P.W. was right, though. Not long into my first spin through the album, I realized I had never heard anything like Cambodian Rocks before. It wasn’t merely the novelty of hearing the fuzzbox guitars, beach party beats and sly hooks of Western pop and garage rock filtered through the ancient spirits of Far Eastern folk music (though that part’s certainly very cool). See, on the same day I bought my copy of Cambodian Rocks, I bought a similar comp called Thai A Go-Go, and I soon discovered that the latter paled hideously in comparison to the former. That fascinatingly inexplicable something that oozed out of the Cambodians was nowhere to be found with the Thai. So I kept on listening to Cambodian Rocks, trying in vain to grasp its elusive mystique.
It helped a lot that the album has so much more to offer than just its aura. The strongest and most immediate allure was the young siren who appeared on about half the album’s tracks. Her voice was outrageously nasal, yet full of grace and soul. Her high-pitched quavering made her sound girlish and naive, yet she also exuded a commanding diva-like presence- somewhere between Diana Ross and Betty Boop, only Cambodian.
A few years later, once Wikipedia came to be, I was pleased to learn that the singer, Ros Serey Sothea, was something of a national treasure in her day. She had the kind of voice that could lure you to a snail shop. (No, really.) The King of Cambodia himself called her “The Golden Voice of the Royal Capital.”
Then, shortly after realizing who she was and how much well-deserved success she enjoyed, I was crushed to learn that Ros Serey Sothea, like many other artists and intellectuals in 1970s Cambodia, vanished without a trace and was most likely executed in The Killing Fields.
Once I realized the connection between Cambodian Rocks and the Khmer Rouge, that peculiar something seemed to make a lot more sense. The way those ominous organs pierce the Top 40 melodies. The abysses between the cracks in the cheery veneer. Those startling screams that start to sound less like teenagers blowing off steam, and more like honest-to-God primal fear. They don’t really scream like that on Nuggets.
And that’s how it dawned on me that Cambodian Rocks was the sound of the Last Night On Earth Party that rages as as Pol Pot’s murderous goons batter down the concert hall doors. Even the crummy Xerox postcard on the cover suddenly had another shade of meaning: the idols have been frozen right in the middle of a jubilant dance. Invigorated by divine and ancient music, their arms reach to the heavens and their heels are so happy they’re kicking themselves in the butt. The expressions on their faces are not quite so joyous, however. The idols wear only faint traces of smiles. Could it be that they can’t shake a bad feeling that someone’s about to kill their celebration in a most gruesome fashion?

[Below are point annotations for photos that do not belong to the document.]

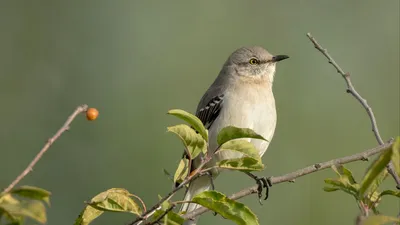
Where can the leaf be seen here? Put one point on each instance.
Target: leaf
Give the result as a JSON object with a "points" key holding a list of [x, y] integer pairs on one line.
{"points": [[344, 174], [227, 208], [166, 173], [171, 218], [182, 171], [242, 146], [87, 215], [379, 220], [242, 164], [193, 142], [396, 155], [378, 181], [32, 209], [374, 170], [115, 200], [33, 193], [391, 192], [192, 120], [330, 189], [342, 186], [230, 133]]}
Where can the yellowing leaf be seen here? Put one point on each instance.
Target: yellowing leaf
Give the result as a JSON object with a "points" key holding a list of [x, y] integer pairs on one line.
{"points": [[374, 170], [193, 142], [230, 132], [379, 220], [115, 200], [87, 215], [32, 193], [227, 208], [192, 120], [396, 155], [242, 164]]}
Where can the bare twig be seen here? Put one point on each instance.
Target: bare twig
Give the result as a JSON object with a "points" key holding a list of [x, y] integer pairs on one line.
{"points": [[49, 142], [361, 100], [290, 177]]}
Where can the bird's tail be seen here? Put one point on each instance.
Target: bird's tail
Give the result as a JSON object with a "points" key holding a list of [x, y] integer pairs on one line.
{"points": [[197, 186]]}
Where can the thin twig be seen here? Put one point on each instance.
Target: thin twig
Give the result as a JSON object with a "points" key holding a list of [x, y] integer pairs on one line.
{"points": [[351, 90], [162, 215], [49, 142], [151, 211], [290, 177]]}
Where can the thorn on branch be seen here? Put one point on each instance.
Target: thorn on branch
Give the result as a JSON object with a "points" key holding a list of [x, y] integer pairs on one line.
{"points": [[317, 166]]}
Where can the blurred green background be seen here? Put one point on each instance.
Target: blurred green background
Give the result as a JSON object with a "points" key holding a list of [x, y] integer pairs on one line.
{"points": [[134, 60]]}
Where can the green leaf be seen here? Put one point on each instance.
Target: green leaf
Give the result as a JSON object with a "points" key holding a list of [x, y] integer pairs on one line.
{"points": [[32, 193], [13, 219], [344, 174], [169, 176], [243, 164], [192, 120], [396, 155], [171, 218], [342, 186], [391, 192], [330, 189], [378, 181], [379, 220], [228, 208], [230, 132], [193, 141], [242, 146], [115, 200], [182, 171], [32, 209], [374, 170]]}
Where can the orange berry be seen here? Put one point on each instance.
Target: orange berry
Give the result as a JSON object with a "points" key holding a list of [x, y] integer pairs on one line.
{"points": [[92, 114]]}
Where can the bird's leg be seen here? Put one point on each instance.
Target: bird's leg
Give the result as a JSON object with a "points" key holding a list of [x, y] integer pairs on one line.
{"points": [[262, 183], [208, 173]]}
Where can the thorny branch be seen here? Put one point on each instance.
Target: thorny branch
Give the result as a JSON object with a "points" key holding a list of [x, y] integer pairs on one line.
{"points": [[65, 127], [290, 177], [361, 100]]}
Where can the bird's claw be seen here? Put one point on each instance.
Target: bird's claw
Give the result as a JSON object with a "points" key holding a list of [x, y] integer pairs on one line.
{"points": [[262, 183]]}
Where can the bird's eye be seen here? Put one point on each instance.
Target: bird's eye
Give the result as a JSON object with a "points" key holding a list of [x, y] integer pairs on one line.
{"points": [[254, 61]]}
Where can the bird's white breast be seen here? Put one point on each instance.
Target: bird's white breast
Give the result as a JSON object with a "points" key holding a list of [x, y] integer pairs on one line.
{"points": [[247, 106]]}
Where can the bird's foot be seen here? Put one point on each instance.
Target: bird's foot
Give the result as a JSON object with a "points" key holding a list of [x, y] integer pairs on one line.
{"points": [[262, 183]]}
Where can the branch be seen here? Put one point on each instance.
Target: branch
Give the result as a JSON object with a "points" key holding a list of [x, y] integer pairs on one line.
{"points": [[361, 100], [64, 128], [290, 177], [151, 211]]}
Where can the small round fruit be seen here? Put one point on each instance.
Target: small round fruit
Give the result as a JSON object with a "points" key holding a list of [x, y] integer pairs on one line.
{"points": [[92, 114]]}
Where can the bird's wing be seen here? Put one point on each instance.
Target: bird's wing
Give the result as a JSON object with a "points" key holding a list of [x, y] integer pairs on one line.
{"points": [[210, 111], [207, 111]]}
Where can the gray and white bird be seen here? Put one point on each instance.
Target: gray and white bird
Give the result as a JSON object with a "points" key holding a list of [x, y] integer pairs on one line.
{"points": [[240, 96]]}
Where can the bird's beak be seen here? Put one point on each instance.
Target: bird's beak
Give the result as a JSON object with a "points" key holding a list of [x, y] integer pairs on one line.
{"points": [[278, 58]]}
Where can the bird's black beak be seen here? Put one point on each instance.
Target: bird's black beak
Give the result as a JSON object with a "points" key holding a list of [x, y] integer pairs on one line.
{"points": [[278, 58]]}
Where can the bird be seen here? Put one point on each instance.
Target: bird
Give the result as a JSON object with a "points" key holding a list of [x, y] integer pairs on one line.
{"points": [[240, 96]]}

Of course, that could just be tragedy shaping my perceptions again.
Thanks to WFMU’s Beware Of The Blog, you can hear all of Cambodian Rocks right here.
Terrific read, Mr. O’brien. All of your articles are intelligent, stimulating, informative and entertaining. I sincerely look forward to reading more of your excellent work. I will be sure to check out Cambodian Rocks and see how it hits me. Well done, and keep up the superior work.